In the current study, a research team led by Dr. Stefan Bonn and Prof. André Fischer from Göttingen, joined forces with colleagues from the DZNE’s Munich site, to examine how the activity of such genes is regulated. The scientists stimulated long-term memory in mice, by training the animals to recognise a specific test environment. Based on tissue samples, the researchers were able to discern to what extent this learning task triggered changes in the activity of the genes in the mice’s brain cells. Their focus was directed on so-called epigenetic modifications. These modifications involve the DNA and DNA associated proteins.
Epigenetic modifications
“The cell makes use of various mechanisms in order to turn genes on or off, without altering the DNA sequence itself. It’s called ‘epigenetics’,” explains Dr. Magali Hennion, a staff member of the research group of Stefan Bonn.

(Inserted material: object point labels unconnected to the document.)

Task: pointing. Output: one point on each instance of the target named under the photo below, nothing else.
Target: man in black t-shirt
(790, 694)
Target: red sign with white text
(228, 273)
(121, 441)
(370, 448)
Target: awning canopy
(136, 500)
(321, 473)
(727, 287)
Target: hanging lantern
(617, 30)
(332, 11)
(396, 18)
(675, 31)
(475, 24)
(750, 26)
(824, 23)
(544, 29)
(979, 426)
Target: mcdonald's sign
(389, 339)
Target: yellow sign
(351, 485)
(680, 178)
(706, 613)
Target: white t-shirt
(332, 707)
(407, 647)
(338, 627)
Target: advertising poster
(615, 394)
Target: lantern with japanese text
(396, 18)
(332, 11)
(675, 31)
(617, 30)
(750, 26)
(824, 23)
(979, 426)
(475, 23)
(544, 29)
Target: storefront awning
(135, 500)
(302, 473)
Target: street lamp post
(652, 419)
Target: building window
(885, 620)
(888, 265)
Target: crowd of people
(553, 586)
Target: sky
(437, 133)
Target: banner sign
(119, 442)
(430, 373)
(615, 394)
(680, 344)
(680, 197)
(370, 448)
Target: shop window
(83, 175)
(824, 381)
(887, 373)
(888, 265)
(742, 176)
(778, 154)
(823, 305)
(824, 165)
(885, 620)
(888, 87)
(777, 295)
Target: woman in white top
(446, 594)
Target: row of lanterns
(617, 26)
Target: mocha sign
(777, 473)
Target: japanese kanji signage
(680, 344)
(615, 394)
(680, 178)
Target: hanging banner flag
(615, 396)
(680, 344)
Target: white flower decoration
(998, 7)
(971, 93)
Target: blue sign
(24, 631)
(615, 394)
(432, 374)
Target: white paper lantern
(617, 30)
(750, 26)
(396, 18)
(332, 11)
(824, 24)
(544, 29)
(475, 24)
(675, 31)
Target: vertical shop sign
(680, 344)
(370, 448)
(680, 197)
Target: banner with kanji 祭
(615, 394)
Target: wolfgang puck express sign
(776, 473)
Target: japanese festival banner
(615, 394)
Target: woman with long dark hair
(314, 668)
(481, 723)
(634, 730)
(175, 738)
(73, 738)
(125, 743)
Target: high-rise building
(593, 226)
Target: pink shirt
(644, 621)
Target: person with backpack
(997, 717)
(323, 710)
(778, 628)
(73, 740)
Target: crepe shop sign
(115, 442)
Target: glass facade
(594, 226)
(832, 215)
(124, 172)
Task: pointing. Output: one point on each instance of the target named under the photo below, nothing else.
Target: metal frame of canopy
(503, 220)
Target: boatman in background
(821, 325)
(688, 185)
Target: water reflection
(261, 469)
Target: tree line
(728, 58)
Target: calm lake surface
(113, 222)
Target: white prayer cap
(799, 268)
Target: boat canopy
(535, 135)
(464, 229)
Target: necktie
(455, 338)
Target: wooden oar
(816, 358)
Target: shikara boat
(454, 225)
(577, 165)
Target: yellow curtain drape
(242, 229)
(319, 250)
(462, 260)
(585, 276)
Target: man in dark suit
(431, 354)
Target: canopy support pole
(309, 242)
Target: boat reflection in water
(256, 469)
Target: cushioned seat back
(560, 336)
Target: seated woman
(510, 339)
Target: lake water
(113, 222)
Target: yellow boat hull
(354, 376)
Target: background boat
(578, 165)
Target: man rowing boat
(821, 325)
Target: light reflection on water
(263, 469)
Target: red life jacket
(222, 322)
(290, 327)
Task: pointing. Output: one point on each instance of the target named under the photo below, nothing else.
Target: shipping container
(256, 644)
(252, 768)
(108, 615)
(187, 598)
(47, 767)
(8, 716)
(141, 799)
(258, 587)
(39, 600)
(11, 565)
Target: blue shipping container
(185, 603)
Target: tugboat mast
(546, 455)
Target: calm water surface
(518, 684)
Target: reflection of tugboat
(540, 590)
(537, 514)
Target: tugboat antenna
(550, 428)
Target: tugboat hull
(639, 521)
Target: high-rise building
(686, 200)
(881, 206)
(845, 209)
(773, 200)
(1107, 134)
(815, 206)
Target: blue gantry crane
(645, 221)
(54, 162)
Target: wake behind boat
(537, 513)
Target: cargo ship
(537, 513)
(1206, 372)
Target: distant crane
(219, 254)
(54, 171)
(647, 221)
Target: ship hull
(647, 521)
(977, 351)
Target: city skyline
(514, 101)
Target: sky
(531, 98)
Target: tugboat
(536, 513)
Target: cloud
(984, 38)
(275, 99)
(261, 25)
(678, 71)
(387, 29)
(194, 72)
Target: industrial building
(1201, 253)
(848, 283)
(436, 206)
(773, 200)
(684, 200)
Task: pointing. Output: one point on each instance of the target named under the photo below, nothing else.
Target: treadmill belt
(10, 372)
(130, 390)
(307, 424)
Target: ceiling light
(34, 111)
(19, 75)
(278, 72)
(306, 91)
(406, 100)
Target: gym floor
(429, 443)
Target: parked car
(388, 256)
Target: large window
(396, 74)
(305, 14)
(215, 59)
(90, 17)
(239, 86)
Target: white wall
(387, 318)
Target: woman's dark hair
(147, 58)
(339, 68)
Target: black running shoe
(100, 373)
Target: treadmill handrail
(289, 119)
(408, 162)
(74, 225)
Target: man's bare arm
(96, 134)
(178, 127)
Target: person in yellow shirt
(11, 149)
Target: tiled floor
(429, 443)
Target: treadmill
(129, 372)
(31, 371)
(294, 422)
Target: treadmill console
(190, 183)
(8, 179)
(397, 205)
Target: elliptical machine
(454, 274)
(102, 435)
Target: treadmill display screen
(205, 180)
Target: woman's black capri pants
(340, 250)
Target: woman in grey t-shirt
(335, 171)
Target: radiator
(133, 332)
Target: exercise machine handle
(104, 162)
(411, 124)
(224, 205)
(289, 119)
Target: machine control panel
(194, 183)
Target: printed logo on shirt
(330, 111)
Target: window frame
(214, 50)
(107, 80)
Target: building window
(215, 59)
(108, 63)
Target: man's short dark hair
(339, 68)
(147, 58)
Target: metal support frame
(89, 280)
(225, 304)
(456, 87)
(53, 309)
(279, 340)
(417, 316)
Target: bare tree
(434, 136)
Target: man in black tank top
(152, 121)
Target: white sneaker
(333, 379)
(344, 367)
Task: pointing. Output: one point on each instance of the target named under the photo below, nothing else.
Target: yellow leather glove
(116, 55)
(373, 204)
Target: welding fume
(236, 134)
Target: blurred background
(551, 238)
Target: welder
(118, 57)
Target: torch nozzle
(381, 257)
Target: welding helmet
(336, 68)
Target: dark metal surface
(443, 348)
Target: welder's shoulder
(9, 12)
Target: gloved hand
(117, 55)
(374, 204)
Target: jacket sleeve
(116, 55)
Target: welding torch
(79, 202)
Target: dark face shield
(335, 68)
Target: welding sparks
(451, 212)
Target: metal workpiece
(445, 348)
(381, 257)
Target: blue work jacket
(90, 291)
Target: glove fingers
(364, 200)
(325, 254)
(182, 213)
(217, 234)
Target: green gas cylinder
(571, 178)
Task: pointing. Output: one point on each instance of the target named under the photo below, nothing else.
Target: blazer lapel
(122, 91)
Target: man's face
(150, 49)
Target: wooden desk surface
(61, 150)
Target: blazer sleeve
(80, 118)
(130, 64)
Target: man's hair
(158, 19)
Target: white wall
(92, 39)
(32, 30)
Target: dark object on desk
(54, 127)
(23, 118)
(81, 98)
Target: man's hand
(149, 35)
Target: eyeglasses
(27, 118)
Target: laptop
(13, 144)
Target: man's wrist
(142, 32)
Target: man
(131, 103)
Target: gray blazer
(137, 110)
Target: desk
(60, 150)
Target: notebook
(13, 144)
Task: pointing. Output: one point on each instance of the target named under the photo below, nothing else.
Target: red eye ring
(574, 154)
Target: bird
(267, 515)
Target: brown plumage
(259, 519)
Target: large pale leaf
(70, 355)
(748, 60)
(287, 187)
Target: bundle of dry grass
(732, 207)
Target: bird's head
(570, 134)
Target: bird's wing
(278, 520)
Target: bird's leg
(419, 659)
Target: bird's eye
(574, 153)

In principle, gene regulation can happen through methylation, whereby the backbone of the DNA is chemically labeled at specific sites. Changes in the proteins called histones that are packaging the DNA may also occur.
Hennion: “Research on epigenetic changes that are related to memory processes is still at an early stage. We look at such features, not only for the purpose of a better understanding of how memory works. We also look for potential targets for drugs that may counteract memory decline. Ultimately, our research is about therapies against Alzheimer’s and similar brain diseases.“
A code for memory contents?
In the current study the researchers found modifications, both of the histones as well as of the methylation of the DNA. However, histone modifications had little effect on the activity of genes involved in neuroplasticity. Furthermore, Bonn and his colleagues not only discovered epigenetic modifications in nerve cells, but also in non-neuronal cells of the brain.
“The relevance of non-neuronal cells for memory, is an interesting topic that we will continue to pursue“, says André Fischer, site speaker for the DZNE in Göttingen and professor at the University Medical Center Göttingen (UMG). “Furthermore, our observations suggest that neuroplasticity is to a large extent regulated by DNA methylation. Although this is not a new hypothesis, our study provides an unprecedented amount of supporting evidence for this. Thus, methylation may indeed be an important molecular constituent of long-term memory. In such a case, methylation could be a sort of code for memory content and a potential target for therapies against Alzheimer’s disease. This is an aspect that we specifically want to focus on, in further studies.”